Co-tabulation, Recode Aggregate Variables

Example 1 - Joining datasets by a common variable: Creating a single table using multiple datasets

Other features illustrated: Aggregate data multi-variable recode, computational calculation

Background: Some datasets may have variables whose value sets are defined alike (comparable). Examples include demographic variables (e.g. gender, race, marital status) and geographic variables (e.g. state code, county code). Co-tabulation allows you to tabulate information from the different datasets side by side using the comparable variable as a hinge.

Goals:

  1. Estimate the number of people per gas station in each county in Maryland.
  2. Add the number of households without vehicles to the table.

Steps: Goal 1 Estimate the number of people per gas station in each county in Maryland.

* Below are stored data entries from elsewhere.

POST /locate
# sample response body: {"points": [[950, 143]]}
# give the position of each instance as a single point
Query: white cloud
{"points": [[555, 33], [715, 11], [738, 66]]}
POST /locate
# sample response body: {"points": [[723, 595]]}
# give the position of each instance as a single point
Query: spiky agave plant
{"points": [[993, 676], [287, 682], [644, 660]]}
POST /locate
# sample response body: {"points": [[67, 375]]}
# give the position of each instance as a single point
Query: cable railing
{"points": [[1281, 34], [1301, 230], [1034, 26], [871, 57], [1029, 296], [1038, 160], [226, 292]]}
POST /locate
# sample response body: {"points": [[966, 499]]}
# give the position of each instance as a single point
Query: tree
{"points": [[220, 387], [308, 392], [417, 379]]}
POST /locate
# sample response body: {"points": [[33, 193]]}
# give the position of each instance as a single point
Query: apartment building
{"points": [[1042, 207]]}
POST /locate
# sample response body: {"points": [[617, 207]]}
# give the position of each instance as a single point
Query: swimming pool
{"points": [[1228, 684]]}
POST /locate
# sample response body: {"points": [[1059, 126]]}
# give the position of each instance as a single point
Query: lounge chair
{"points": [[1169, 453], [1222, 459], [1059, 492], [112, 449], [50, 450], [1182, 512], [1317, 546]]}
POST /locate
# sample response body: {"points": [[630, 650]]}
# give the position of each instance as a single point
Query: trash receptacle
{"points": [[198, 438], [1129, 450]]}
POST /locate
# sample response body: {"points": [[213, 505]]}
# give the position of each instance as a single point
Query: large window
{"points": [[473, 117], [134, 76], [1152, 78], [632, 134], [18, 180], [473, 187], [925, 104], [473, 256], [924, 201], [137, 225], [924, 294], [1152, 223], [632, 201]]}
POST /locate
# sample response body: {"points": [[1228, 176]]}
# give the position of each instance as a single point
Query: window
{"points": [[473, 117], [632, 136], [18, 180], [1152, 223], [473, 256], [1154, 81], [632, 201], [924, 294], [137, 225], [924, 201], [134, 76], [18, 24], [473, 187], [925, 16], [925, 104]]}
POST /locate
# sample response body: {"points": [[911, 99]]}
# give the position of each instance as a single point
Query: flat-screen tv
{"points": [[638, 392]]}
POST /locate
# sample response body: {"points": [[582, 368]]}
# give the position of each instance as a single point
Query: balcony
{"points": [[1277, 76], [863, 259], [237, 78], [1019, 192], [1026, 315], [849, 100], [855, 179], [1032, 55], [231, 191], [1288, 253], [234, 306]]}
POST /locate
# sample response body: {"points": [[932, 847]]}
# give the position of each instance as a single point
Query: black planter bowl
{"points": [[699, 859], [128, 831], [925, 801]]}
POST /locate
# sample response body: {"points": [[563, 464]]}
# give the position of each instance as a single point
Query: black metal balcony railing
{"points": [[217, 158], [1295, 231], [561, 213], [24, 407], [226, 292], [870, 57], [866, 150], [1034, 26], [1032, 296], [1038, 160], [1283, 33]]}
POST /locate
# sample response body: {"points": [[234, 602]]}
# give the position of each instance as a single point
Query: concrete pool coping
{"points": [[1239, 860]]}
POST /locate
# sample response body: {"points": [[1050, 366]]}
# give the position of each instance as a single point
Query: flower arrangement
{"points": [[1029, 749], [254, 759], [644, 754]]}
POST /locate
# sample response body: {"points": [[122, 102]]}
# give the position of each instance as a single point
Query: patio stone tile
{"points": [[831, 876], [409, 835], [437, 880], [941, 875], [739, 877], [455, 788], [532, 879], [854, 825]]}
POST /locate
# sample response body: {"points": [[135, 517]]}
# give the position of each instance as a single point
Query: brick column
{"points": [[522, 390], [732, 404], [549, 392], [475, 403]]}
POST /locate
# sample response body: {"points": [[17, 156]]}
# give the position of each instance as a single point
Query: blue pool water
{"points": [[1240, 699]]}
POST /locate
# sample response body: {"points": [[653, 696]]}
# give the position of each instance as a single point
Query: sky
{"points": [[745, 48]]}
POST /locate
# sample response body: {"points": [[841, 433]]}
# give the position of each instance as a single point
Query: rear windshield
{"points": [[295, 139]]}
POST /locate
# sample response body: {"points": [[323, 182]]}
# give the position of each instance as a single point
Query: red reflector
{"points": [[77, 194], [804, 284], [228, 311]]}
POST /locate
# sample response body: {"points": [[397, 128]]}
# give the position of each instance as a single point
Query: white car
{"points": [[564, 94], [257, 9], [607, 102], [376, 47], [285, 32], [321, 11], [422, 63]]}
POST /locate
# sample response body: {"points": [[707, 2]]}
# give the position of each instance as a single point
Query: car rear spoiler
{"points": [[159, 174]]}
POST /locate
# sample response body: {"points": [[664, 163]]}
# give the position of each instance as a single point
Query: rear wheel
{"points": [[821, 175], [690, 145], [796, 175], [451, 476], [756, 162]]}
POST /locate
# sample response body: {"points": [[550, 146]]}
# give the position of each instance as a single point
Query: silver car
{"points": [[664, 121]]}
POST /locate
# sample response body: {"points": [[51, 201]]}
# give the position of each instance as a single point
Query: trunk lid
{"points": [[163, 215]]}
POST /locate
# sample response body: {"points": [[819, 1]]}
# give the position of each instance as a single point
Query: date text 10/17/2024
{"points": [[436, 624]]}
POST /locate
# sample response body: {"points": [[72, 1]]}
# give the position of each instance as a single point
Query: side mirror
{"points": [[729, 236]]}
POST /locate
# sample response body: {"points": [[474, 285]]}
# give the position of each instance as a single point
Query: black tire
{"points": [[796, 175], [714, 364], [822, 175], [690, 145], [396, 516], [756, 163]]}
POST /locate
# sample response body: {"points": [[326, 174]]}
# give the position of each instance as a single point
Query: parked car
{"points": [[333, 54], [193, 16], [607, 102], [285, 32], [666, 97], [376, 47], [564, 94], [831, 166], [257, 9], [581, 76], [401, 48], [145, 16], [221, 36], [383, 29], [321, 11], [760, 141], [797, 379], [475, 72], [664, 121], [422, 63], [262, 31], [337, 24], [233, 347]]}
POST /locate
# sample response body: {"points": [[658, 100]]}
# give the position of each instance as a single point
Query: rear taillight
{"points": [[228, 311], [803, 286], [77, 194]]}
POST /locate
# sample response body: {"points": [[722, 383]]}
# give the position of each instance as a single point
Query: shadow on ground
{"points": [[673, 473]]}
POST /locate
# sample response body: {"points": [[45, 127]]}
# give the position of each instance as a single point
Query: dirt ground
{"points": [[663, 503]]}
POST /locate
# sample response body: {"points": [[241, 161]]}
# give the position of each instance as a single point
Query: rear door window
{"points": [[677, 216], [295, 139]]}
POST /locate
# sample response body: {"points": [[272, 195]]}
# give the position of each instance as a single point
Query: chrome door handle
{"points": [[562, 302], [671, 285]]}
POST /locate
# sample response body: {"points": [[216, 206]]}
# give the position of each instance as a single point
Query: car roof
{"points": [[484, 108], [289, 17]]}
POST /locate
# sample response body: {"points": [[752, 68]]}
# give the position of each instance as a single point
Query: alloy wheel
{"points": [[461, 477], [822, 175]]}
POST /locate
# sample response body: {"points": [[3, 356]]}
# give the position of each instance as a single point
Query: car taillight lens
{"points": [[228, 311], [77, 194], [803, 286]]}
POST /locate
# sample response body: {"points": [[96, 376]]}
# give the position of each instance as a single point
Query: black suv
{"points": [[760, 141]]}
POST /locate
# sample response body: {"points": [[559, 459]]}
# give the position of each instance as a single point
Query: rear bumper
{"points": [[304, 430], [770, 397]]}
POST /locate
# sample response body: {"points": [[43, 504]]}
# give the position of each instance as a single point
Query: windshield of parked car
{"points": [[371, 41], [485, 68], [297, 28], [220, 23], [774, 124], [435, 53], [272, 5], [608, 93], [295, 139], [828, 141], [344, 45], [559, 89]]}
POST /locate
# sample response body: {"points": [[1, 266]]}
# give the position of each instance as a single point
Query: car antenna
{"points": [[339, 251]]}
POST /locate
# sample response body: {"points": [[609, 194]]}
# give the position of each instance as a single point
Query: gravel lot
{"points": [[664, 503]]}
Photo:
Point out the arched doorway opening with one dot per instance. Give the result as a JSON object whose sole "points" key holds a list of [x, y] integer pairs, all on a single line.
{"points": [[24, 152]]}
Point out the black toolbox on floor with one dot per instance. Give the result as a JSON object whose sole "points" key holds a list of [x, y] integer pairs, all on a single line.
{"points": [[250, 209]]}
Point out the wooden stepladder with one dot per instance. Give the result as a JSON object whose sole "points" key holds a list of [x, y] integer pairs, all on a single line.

  1. Select first dataset - County Business Patterns, County Level, 2003.
  2. Select variables - Selectable Geographies (all counties in MD), Establishments (est), and industry (naics=447///).
  3. Select second dataset - Decennial Census, Summary File 3, 2000.
    • Go to Step 2: DataBasket/Download/Make a table tab.
    • Highlight the county variable.
    • Press the "Merge Datasets" button on the right-hand side.
    • The merge dialog appears with information that you will only b able to create tables and not extract data. Press the "Next" button. This will bring back a list of datasets with a comparable variable and may take a while to populate.
    • After the results return, enlarge the window by dragging the right side farther to the right.
    • Scroll down the list looking for the name of the second dataset named in step 3. Highlight this dataset and press the "Finish" button. You will get a warning that you will be taken back to step 1 where you will select variables from the second dataset. Merge dialog dataset selection screenshot
      Merge dialog dataset selection (Click figure to Enlarge)
  4. Select the variable from Summary File 3 - P1. Total Population (P001001).
  5. Go to Step 2 tab and press the "Make a Table" button. This brings up the DataFerrett spreadsheet window.
  6. Click and drag the first "MERGED-200 Three digit FIPS County Number" variable into C1,R1 to define the counties in the rows. This is the comparable dimension and all other variables will be dropped in the columns.
  7. Click and drag the "est" variable into C2,R1.
  8. Click and drag the "P001001" variable into C3,R1.
  9. Create a formula calculating people per gas station in column 4 (C4)
    • Highlight column 4 by clicking in the gray column header.
    • In the formula bar above the column headers enter the formula - =comp(c3/c2) and press the Enter key.
    • Add a description to the column header: “People per gas station.” Co-tabulation table and a formula screenshot
      Co-tabulation table and a formula (Click figure to Enlarge)
  10. Press the green "Go Get Data" button in the toolbar.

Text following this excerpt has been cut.